As far as we know, Aristotle was the first person to realize these kinds of big questions could be answered by the careful collection and analysis of data. He also brought a fair amount of intuition and myth to bear on this work, and that is where he made his biggest mistakes. Leroi explains Aristotle believed that “European bison defecate caustic feces that can burn the hair off dogs that are chasing them” — likely a hunter’s tale Aristotle had heard. Also, in typical fashion, he couldn’t figure out what women contributed to reproduction, and concluded that the sperm did most of the work of creating a new person.
“Where he’s brilliant is not so much in the details of his physiology. He’s brilliant in the structure of his thought,” says Leroi.
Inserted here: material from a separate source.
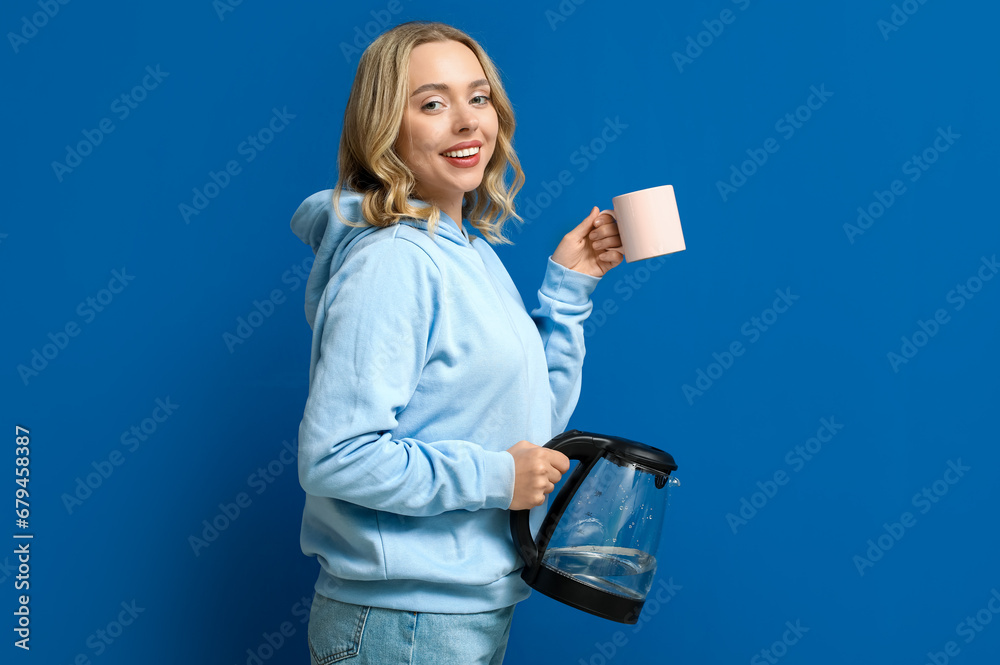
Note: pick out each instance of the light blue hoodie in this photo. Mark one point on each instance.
(425, 368)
He credits Aristotle for understanding that organisms have a complete physiological system that keeps them alive (Aristotle called this system the “soul”), and for bucking the conventional wisdom about how embryos develop: Other budding naturalists thought embryos were assembled out of tiny representative parts; Aristotle cracked open a chicken egg and recognized that new life actually forms from raw matter.
More than 2,000 years later, we’re inclined to be generous to Aristotle’s science. When you’re trying to understand embryology thousands of years before the microscope is invented, it’s really the effort that counts — and we can thank Aristotle for being among the first to show us that in this realm, the exertion is worth it.